Gloucestershire care home to house people granted asylum in UK

Wheatridge Court in Gloucester is being prepared to welcome those who have had their asylum application granted. Credit: Google street view

An underused care home in Gloucestershire will temporarily house people who have been granted asylum in the UK.

Wheatridge Court in Abbeydale, Gloucester, is being prepared to welcome those who have had their asylum application granted by the Government.

The 36-unit care home, run by Gloucestershire County Council, has been mostly unoccupied in recent months.

As of October 2023, just one person has been living there.

Those living at the home will have a legal right to live and work in the UK, having had to flee conflict or persecution in their own country.

Gloucestershire County Council has said it will likely be a mix of families, single men and women staying in the site's 30 rooms and two bungalows.

The first people are expected to arrive in early 2024 and the council intends to use the site for this purpose throughout the year.

Nearby residents have been informed of plans to re-open Wheatridge Court and the council has said it will keep the plans under review.
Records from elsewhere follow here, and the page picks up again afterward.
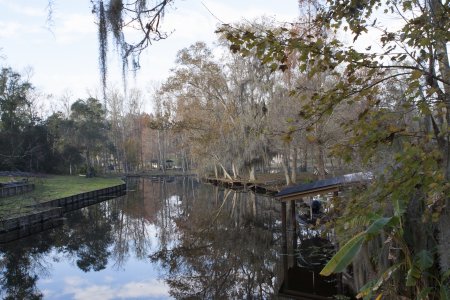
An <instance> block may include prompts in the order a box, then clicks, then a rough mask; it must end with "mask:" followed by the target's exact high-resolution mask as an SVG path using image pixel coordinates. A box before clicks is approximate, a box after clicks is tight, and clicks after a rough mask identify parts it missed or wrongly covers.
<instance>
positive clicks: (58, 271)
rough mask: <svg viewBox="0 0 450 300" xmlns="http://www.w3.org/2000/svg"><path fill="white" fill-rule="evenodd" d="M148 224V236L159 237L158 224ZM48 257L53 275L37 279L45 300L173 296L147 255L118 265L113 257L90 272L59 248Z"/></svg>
mask: <svg viewBox="0 0 450 300" xmlns="http://www.w3.org/2000/svg"><path fill="white" fill-rule="evenodd" d="M146 227H147V230H148V232H149V233H150V234H149V235H148V238H149V239H151V240H153V239H155V234H154V233H155V230H156V229H155V227H154V225H148V226H146ZM152 244H153V245H154V244H156V242H155V243H153V241H152ZM45 260H46V261H47V262H49V265H51V267H50V269H49V271H50V273H51V275H49V276H48V277H46V278H44V277H41V278H39V280H38V282H37V287H38V289H39V290H40V291H41V292H42V293H43V294H44V299H102V300H103V299H106V300H108V299H170V296H169V289H168V287H167V286H166V284H165V283H164V282H163V281H161V280H158V265H157V264H152V263H151V262H150V259H149V258H147V257H146V258H144V259H143V260H139V259H137V258H136V256H135V255H130V256H128V257H127V259H126V261H124V262H123V264H122V265H121V267H120V268H117V266H115V265H114V264H115V262H114V261H113V260H112V259H111V256H110V261H109V262H108V265H107V266H106V268H105V269H103V270H101V271H98V272H95V271H91V272H87V273H85V272H83V271H82V270H80V269H79V268H78V267H77V266H76V264H75V262H71V261H70V259H69V260H68V258H67V256H65V255H64V254H62V253H58V252H57V251H52V252H50V253H49V254H48V256H47V258H46V259H45Z"/></svg>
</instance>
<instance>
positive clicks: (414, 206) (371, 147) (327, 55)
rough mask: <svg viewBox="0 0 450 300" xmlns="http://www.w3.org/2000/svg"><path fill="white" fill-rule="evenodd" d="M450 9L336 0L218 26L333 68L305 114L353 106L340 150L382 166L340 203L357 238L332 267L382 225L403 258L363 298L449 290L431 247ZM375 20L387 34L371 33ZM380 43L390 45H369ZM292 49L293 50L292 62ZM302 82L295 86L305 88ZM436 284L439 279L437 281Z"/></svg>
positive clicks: (443, 206)
mask: <svg viewBox="0 0 450 300" xmlns="http://www.w3.org/2000/svg"><path fill="white" fill-rule="evenodd" d="M449 11H450V9H449V2H448V1H438V0H431V1H427V2H426V3H424V2H423V1H417V0H413V1H407V0H402V1H390V0H387V1H381V0H370V1H337V0H336V1H335V0H327V1H325V3H324V5H323V6H321V8H320V9H319V11H318V13H317V15H316V16H314V17H313V18H312V22H310V23H308V22H307V19H306V18H305V19H303V20H302V21H304V23H301V24H295V25H294V26H292V27H291V28H283V27H280V28H276V29H273V30H264V31H257V30H246V31H242V30H240V29H239V28H235V27H233V26H231V25H224V26H222V27H221V28H219V30H218V32H219V33H220V34H222V35H224V36H225V37H226V39H227V40H228V41H229V42H230V49H231V50H232V51H233V52H237V53H240V54H241V55H243V56H246V55H248V53H249V52H251V51H254V53H256V55H257V56H258V57H259V59H260V60H261V61H262V62H263V63H264V64H266V65H268V66H269V67H270V68H271V69H272V70H276V69H281V70H283V71H284V72H286V71H289V70H290V69H291V68H292V69H293V68H296V69H297V70H298V71H300V72H303V73H305V75H306V76H308V78H309V79H310V80H319V78H320V77H321V76H325V74H326V76H330V77H331V78H333V80H334V84H333V85H330V86H328V87H327V86H325V87H322V88H320V89H317V90H316V91H315V92H314V93H313V94H312V97H310V98H309V99H308V100H309V101H308V102H307V103H305V104H304V105H303V106H302V107H301V108H300V107H299V111H300V113H299V115H300V116H301V117H302V118H303V119H305V120H307V121H310V122H312V123H313V124H316V123H317V122H318V121H319V120H321V118H323V116H326V115H330V114H333V113H336V112H339V108H340V107H341V106H342V105H344V104H345V105H348V106H349V107H355V111H356V112H355V116H354V117H353V118H348V119H344V120H343V121H342V123H341V126H342V130H343V131H344V132H345V133H346V138H345V139H342V141H340V142H339V143H337V144H336V145H335V147H334V151H333V154H335V155H337V156H341V157H342V158H343V159H344V160H345V161H346V162H349V163H350V162H352V161H354V160H355V158H358V159H360V163H362V165H361V167H362V168H370V169H373V170H374V171H375V173H376V180H375V181H374V182H373V183H372V184H371V185H370V187H369V189H368V191H367V193H360V194H355V195H353V196H352V198H351V199H348V201H347V202H345V203H344V202H339V203H338V205H339V206H337V207H335V209H336V211H339V212H340V215H339V216H340V220H336V221H335V222H334V223H333V225H335V226H337V227H336V232H337V233H338V235H339V236H338V239H340V240H344V241H345V240H348V242H347V243H346V244H345V245H344V246H342V247H341V249H340V250H339V251H338V253H337V254H336V255H335V256H334V257H333V259H332V260H331V261H330V263H329V265H327V267H326V268H325V269H324V271H323V273H324V274H330V273H331V272H335V271H342V270H343V269H344V268H345V266H346V265H348V264H349V263H350V262H351V261H352V259H353V258H355V257H356V256H357V253H358V251H359V249H360V248H361V246H362V245H363V243H365V242H367V243H368V245H369V244H371V240H372V239H374V238H375V237H376V236H378V237H379V236H380V234H381V233H382V232H383V235H382V236H383V240H384V243H383V244H384V246H383V248H385V247H386V248H388V250H389V251H393V250H392V249H397V250H396V251H397V252H398V253H396V256H397V257H398V259H399V260H400V262H399V263H393V262H392V261H390V262H389V263H388V264H387V265H380V266H378V269H376V270H375V271H376V272H377V274H378V276H379V279H378V280H375V281H372V282H371V283H370V284H368V285H366V286H365V287H363V288H362V290H361V293H362V294H361V296H364V297H370V296H369V295H371V294H372V292H374V291H382V292H379V294H378V295H381V294H387V295H391V296H392V297H401V296H406V297H412V298H415V297H418V298H427V297H428V298H433V297H434V298H438V296H437V293H440V296H441V298H442V297H447V296H446V293H447V291H448V289H447V288H446V284H445V283H444V284H442V283H441V281H440V279H438V278H440V277H441V276H440V275H439V274H438V273H439V272H438V270H439V263H438V260H437V259H434V258H433V256H436V257H439V255H440V253H439V252H437V248H436V243H439V242H440V241H436V239H435V238H436V232H437V224H438V222H439V220H440V219H441V218H443V211H444V210H445V209H446V207H447V206H448V201H449V195H450V183H449V178H450V157H449V156H448V148H449V147H450V146H449V143H450V138H449V135H448V126H449V124H448V120H449V119H450V110H449V109H448V107H450V86H449V83H448V81H447V79H448V78H449V76H450V71H449V70H450V66H449V62H448V52H447V48H446V46H445V45H446V44H447V43H448V42H449V40H450V36H449V32H450V23H449V22H448V16H449ZM380 16H381V17H383V18H391V19H393V18H395V17H396V16H397V17H398V16H400V18H399V19H398V20H400V21H398V23H397V24H396V26H392V24H383V20H381V19H382V18H381V17H380ZM390 25H391V26H390ZM373 29H376V30H379V32H381V33H380V35H379V36H375V35H373V32H374V31H373ZM341 30H343V31H346V32H348V33H349V34H351V35H352V37H353V42H354V43H357V42H358V41H359V40H361V39H362V37H366V38H370V39H372V40H374V43H373V45H367V46H366V49H365V50H360V47H358V46H357V45H356V44H355V45H352V44H350V45H348V44H346V43H344V42H342V41H341V40H339V39H338V38H337V37H338V36H339V31H341ZM376 40H377V41H376ZM375 42H378V45H381V46H380V47H377V48H376V47H372V46H375ZM289 57H295V58H296V61H295V64H290V65H288V68H286V67H285V66H286V61H287V58H289ZM282 66H283V67H282ZM302 91H303V89H301V88H297V89H296V91H295V92H294V93H293V94H297V95H298V97H299V98H300V97H302V96H303V95H301V93H302ZM303 98H305V97H303ZM289 126H292V125H291V124H290V125H289ZM380 166H381V167H380ZM373 213H375V214H377V215H379V216H385V217H384V218H380V219H378V220H376V221H375V222H373V223H372V225H371V226H370V227H369V228H368V229H366V230H365V231H362V230H361V228H357V227H356V228H352V230H351V231H350V232H351V233H353V234H355V235H354V236H353V237H351V238H349V237H348V234H349V228H351V227H350V226H349V224H357V223H360V221H361V220H368V219H372V218H373V215H372V214H373ZM355 220H356V221H355ZM363 224H364V222H363ZM444 230H450V229H449V228H447V229H444ZM385 235H387V237H386V236H385ZM372 244H373V243H372ZM378 250H382V249H379V248H378ZM376 251H377V250H374V252H376ZM372 255H374V256H378V255H381V254H379V253H372ZM392 285H394V286H396V287H397V289H395V290H394V289H392V288H391V286H392ZM436 286H440V287H442V288H441V289H440V291H439V292H437V290H436V289H435V287H436Z"/></svg>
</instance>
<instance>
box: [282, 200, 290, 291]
mask: <svg viewBox="0 0 450 300" xmlns="http://www.w3.org/2000/svg"><path fill="white" fill-rule="evenodd" d="M281 236H282V245H283V246H282V253H281V255H282V256H283V270H284V281H285V284H286V285H288V268H289V266H288V253H287V228H286V202H284V201H282V202H281Z"/></svg>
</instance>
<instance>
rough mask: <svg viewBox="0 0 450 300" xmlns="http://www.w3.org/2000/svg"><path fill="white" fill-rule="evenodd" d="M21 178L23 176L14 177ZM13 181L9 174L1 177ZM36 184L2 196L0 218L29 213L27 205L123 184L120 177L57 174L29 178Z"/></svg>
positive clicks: (0, 205) (62, 197)
mask: <svg viewBox="0 0 450 300" xmlns="http://www.w3.org/2000/svg"><path fill="white" fill-rule="evenodd" d="M14 179H15V180H20V179H21V178H17V177H16V178H14ZM8 181H11V178H10V177H8V176H5V177H0V182H8ZM29 182H32V183H34V184H35V190H34V191H32V192H29V193H25V194H22V195H17V196H13V197H6V198H0V219H4V218H9V217H12V216H17V215H20V214H25V213H29V212H30V211H31V210H32V209H31V208H27V207H26V206H28V205H32V204H36V203H40V202H45V201H49V200H54V199H59V198H63V197H67V196H71V195H76V194H80V193H84V192H89V191H93V190H98V189H102V188H106V187H110V186H115V185H119V184H122V183H123V181H122V180H121V179H120V178H117V177H115V178H102V177H94V178H86V177H81V176H57V175H49V176H46V177H39V178H38V177H34V178H29Z"/></svg>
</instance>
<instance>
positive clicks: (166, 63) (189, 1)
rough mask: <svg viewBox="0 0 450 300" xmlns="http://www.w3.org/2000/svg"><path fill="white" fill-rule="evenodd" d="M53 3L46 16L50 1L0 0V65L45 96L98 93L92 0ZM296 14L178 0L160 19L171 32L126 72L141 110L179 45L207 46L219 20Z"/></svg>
mask: <svg viewBox="0 0 450 300" xmlns="http://www.w3.org/2000/svg"><path fill="white" fill-rule="evenodd" d="M53 2H54V4H53V10H52V11H53V13H52V17H51V20H50V21H48V11H49V10H48V4H49V2H48V0H0V66H1V67H11V68H13V70H15V71H18V72H21V73H23V74H27V76H28V75H31V77H30V81H31V83H32V84H33V85H34V86H35V87H36V88H37V90H38V91H39V92H40V93H42V95H49V96H50V97H47V99H52V100H49V101H58V100H57V99H59V98H60V97H61V96H62V95H65V94H66V95H70V96H71V98H73V101H75V100H76V99H78V98H86V97H87V96H88V95H100V75H99V74H100V73H99V67H98V38H97V27H96V24H95V16H94V15H93V14H92V13H91V9H92V7H91V3H90V1H89V0H53ZM298 11H299V10H298V5H297V1H296V0H177V1H175V5H174V6H172V7H170V8H169V10H168V11H167V13H166V16H165V18H164V21H163V30H165V31H167V32H171V35H170V36H169V38H167V39H166V40H162V41H159V42H155V43H154V44H153V45H152V46H150V47H149V48H148V49H147V50H146V51H145V52H144V53H143V55H142V56H141V69H140V71H139V72H138V73H137V75H136V77H135V78H134V77H133V76H132V74H130V76H129V80H128V82H129V83H128V86H129V87H137V88H139V89H141V90H143V91H144V92H145V93H146V98H148V99H146V103H145V109H146V110H150V111H151V100H150V99H151V95H150V93H151V91H152V90H153V88H154V87H155V86H157V85H158V83H161V82H163V81H164V80H165V78H167V76H168V75H169V73H170V69H171V68H173V66H174V60H175V57H176V54H177V52H178V51H179V50H181V49H183V48H185V47H189V46H190V45H191V44H193V43H195V42H197V41H204V42H206V43H207V44H209V45H211V46H213V43H214V41H215V40H216V35H215V33H214V31H215V29H216V28H217V25H219V24H220V23H221V22H224V23H234V22H237V21H243V20H244V19H245V20H252V19H254V18H257V17H261V16H263V15H264V16H269V17H273V18H275V20H276V21H279V22H283V21H288V22H289V21H293V20H295V18H296V17H297V16H298ZM111 44H112V43H110V45H111ZM110 50H111V51H110V55H109V57H108V60H109V61H108V69H109V70H108V74H109V78H108V84H109V85H110V86H120V85H121V82H122V80H121V66H120V63H119V57H118V56H117V55H115V54H114V50H113V47H112V46H110ZM44 98H45V97H44ZM55 99H56V100H55Z"/></svg>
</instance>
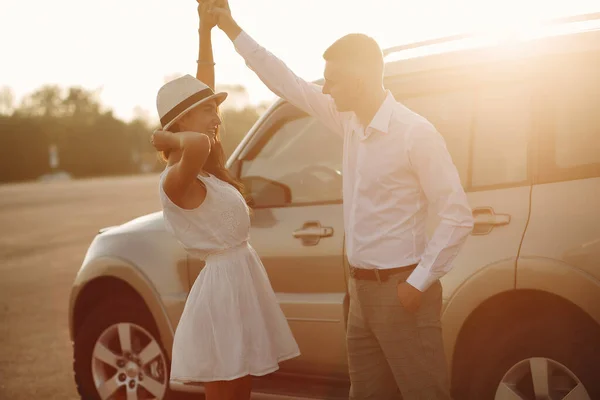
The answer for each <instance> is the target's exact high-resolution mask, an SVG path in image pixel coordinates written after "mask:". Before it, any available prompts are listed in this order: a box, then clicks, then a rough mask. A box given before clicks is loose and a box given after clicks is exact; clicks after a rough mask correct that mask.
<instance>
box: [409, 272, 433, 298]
mask: <svg viewBox="0 0 600 400" xmlns="http://www.w3.org/2000/svg"><path fill="white" fill-rule="evenodd" d="M437 280H438V277H437V276H434V275H432V274H430V273H429V272H428V271H427V270H426V269H425V268H422V267H417V268H415V270H414V271H413V272H412V274H410V276H409V277H408V279H407V280H406V282H407V283H408V284H409V285H411V286H413V287H415V288H416V289H418V290H420V291H421V292H424V291H426V290H427V289H429V287H430V286H431V285H433V284H434V283H435V281H437Z"/></svg>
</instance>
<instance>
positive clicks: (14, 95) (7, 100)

A council letter reads: “Once people have had their asylum claim approved, they must leave the hotel accommodation the Home Office had been providing them.

“As they are generally only given one week’s notice to leave the hotel they do not have enough time to make longer-term plans such as securing employment and more permanent accommodation.

“Wheatridge Court will give them the time to sort their future plans before they move on.

"As part of processing their asylum claim, each person has already been subject to interviews and checks by the Home Office.

“We are currently looking to secure a provider to help us manage the buildings and provide support to those staying at Wheatridge Court.”

A council spokesperson added: “The short-term supported accommodation that will be provided at Wheatridge Court will help those that have been given the legal right to live and work in the UK to move on, find work, their own accommodation and make other arrangements as they continue to rebuild their lives.”